WESTON -- South Lewis County residents presented a petition to commissioners Monday requesting water and sewer service.
"That would bring not only water but it would bring fire protection, too," said Bill Cayton of Walkersville, who, along with Gerald Stalnaker of Roanoke, presented several hundred signatures.
Cayton said a number of area wells went dry during 1999's drought and other wells produce a poor quality of water.
The Stalnakers had to drill three wells before finding a source that did not have natural gas seeping into it, according to Judy Stalnaker, Gerald's wife.
"We also need infrastructure in order to develop business," Cayton said.
He believes the development of Stonewall Jackson Lake State Park into a full-scale resort will draw residential and commercial interests to the area. The resort will have a self-contained water and sewage treatment plant, he said, but the surrounding area has neither service.
"We intend to get it done," said Bob Conley, commission president, in response.
Conley said the county hopes to extend water and sewer to a number of areas in the next eight to 10 years, as funds become available.
A new West Virginia America Water Co. plant built in 1999 has the capacity for expanded Lewis County service, Conley said.
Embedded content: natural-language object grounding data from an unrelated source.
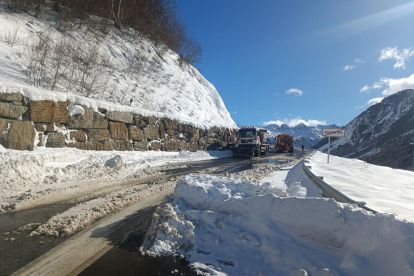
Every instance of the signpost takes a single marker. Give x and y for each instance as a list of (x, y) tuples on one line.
[(332, 132)]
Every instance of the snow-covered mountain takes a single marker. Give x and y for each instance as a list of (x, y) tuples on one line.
[(303, 134), (129, 70), (382, 133)]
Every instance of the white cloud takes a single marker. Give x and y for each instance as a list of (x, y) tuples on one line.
[(377, 85), (349, 67), (368, 22), (371, 102), (365, 89), (296, 91), (294, 122), (392, 86), (401, 57), (375, 101), (396, 85)]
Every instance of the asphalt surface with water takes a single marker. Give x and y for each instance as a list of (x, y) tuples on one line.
[(123, 258)]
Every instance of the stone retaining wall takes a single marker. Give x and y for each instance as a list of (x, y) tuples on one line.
[(25, 124)]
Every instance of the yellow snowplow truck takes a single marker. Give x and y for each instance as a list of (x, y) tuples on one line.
[(284, 142), (251, 142)]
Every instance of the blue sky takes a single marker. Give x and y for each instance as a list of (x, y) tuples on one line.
[(256, 52)]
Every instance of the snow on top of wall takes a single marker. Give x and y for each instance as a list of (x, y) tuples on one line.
[(163, 87)]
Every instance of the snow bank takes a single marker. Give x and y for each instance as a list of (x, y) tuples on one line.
[(84, 214), (235, 227), (30, 176), (163, 87), (383, 189)]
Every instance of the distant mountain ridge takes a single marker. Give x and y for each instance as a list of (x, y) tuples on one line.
[(303, 134), (381, 134)]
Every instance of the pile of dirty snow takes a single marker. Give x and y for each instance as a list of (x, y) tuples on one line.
[(228, 226), (47, 174)]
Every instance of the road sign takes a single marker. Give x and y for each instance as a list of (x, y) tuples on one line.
[(333, 132)]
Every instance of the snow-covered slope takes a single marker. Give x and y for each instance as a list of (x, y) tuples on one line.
[(381, 126), (226, 226), (303, 134), (151, 76)]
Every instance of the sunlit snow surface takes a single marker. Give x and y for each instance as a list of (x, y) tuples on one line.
[(227, 226), (382, 188), (163, 87), (30, 176)]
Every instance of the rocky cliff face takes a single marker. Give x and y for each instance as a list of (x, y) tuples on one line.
[(26, 124), (378, 132)]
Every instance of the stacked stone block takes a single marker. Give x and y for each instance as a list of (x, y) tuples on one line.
[(25, 124)]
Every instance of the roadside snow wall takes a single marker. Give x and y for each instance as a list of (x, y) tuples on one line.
[(235, 227)]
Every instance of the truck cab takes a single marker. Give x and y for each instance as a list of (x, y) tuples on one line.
[(251, 141)]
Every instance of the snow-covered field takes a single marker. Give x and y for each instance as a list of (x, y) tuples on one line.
[(280, 226), (382, 188), (34, 177)]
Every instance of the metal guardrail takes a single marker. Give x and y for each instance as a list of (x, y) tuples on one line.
[(331, 192)]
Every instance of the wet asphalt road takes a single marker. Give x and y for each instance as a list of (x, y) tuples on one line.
[(123, 258)]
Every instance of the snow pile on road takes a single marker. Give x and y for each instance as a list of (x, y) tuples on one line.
[(47, 174), (235, 227), (382, 188), (161, 85), (84, 214), (261, 171)]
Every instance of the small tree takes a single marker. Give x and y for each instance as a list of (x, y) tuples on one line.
[(59, 53)]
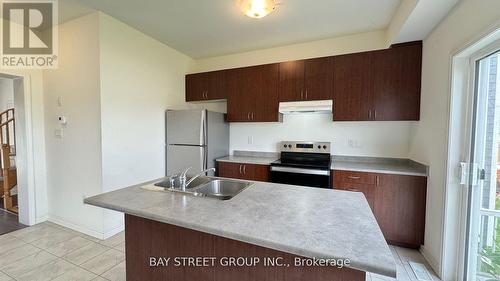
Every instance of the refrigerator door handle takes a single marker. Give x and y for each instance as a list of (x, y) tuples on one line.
[(203, 128)]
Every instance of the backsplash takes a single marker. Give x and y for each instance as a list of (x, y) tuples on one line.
[(375, 138)]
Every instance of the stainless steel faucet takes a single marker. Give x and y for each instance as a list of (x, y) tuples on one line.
[(198, 175), (182, 179)]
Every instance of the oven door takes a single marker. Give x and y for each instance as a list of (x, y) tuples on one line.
[(301, 176)]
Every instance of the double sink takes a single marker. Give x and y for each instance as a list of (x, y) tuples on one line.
[(221, 189)]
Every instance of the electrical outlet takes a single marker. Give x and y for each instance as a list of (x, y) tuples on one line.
[(354, 143)]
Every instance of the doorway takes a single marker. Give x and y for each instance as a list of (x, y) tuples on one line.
[(10, 87), (482, 257)]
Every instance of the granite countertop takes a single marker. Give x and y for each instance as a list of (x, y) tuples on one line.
[(379, 165), (260, 160), (305, 221), (395, 166)]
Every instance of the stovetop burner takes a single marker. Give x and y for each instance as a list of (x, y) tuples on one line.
[(315, 155), (303, 163)]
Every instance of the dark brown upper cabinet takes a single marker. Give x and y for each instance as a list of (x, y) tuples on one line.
[(309, 79), (253, 94), (205, 86), (396, 82), (381, 85), (352, 98)]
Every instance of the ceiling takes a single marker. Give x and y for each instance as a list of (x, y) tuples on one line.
[(206, 28)]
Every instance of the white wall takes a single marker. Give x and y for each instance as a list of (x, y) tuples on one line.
[(328, 47), (30, 162), (140, 79), (385, 139), (429, 136), (6, 94), (74, 161)]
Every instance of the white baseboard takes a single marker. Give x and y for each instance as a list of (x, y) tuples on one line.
[(431, 260), (76, 227), (41, 219)]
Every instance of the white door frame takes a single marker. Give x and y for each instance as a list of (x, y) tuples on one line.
[(30, 162), (459, 149)]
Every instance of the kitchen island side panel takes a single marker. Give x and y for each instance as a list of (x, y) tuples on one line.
[(147, 238)]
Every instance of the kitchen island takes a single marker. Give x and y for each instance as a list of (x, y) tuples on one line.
[(286, 225)]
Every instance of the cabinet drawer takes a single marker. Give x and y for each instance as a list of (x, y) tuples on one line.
[(243, 171), (367, 189), (354, 177)]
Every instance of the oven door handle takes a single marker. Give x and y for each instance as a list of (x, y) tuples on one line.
[(300, 171)]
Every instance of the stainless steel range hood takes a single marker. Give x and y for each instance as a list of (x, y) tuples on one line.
[(317, 106)]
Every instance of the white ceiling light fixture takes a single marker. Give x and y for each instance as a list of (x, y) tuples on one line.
[(257, 8)]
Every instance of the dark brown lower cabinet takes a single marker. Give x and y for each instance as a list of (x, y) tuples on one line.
[(397, 201), (146, 241), (243, 171)]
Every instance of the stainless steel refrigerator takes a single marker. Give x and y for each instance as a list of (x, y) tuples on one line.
[(195, 138)]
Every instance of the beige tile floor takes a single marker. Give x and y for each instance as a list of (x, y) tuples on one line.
[(51, 252), (48, 251)]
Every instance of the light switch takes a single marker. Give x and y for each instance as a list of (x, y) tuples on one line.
[(58, 133)]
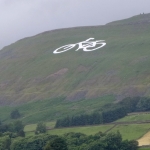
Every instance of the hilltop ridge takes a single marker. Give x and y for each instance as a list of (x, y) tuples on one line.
[(30, 71)]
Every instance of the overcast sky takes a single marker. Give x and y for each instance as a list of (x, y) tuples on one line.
[(23, 18)]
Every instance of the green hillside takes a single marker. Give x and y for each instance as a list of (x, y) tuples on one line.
[(30, 71)]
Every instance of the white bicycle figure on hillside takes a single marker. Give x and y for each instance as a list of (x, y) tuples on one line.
[(85, 45)]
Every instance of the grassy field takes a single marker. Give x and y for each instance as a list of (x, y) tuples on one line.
[(30, 71), (52, 109), (88, 130), (44, 86), (32, 127), (130, 132), (144, 148), (136, 117)]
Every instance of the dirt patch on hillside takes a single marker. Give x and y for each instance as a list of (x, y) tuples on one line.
[(145, 140)]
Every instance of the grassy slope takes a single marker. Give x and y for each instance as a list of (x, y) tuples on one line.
[(130, 132), (30, 71), (137, 117), (52, 109)]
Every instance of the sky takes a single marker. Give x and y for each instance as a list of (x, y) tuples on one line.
[(24, 18)]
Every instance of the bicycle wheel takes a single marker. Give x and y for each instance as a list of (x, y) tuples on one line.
[(63, 48), (101, 43)]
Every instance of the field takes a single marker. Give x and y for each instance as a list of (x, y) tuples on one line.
[(137, 117), (30, 71), (144, 140), (130, 131), (52, 109)]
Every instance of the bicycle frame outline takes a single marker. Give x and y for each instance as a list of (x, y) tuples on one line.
[(82, 45)]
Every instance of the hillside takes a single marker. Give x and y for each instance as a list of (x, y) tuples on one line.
[(30, 71)]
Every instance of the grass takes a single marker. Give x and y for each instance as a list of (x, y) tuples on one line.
[(52, 109), (32, 127), (53, 86), (132, 131), (30, 71), (88, 130), (136, 117), (144, 148)]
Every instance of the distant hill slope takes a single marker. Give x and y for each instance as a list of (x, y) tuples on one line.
[(30, 71)]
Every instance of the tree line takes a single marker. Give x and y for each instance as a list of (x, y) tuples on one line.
[(73, 141), (108, 114)]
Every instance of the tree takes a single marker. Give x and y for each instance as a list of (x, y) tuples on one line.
[(56, 144), (18, 126), (15, 114), (41, 128)]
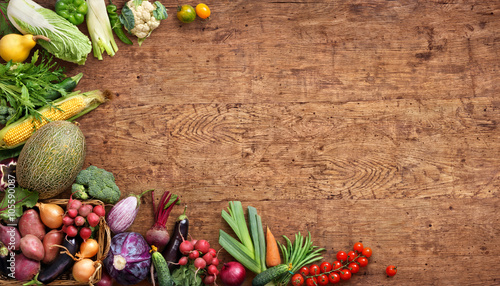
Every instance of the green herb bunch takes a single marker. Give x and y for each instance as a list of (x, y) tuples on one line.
[(23, 86)]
A new Weston sewage treatment plant in the works should also allow for additional county customers in the future, he added.
The city of Weston recently approved the major sewage upgrade and an extension of sewer service -- with a 45 percent rate hike to fund it.
The $11 million project includes the new plant and the extension of sewer lines along Corridor H, U.S. Rt. 33, past Wal-Mart. It will also extend sewer service to the Deanville and Jordanville communities, where the plant will be located, according to Ken Moran, vice president of Thrasher Engineering, Inc. of Clarksburg.
Robin Poling, executive director of the Lewis County Economic Development Authority, has said that extension of services is necessary for development to continue at the intersection of Corridor H and I-79.
Developments already in place are using "package plants," small on-site sewage treatment centers. Poling said such plants send some sewage into the West Fork River. The sewage is now at its legal maximum, she said.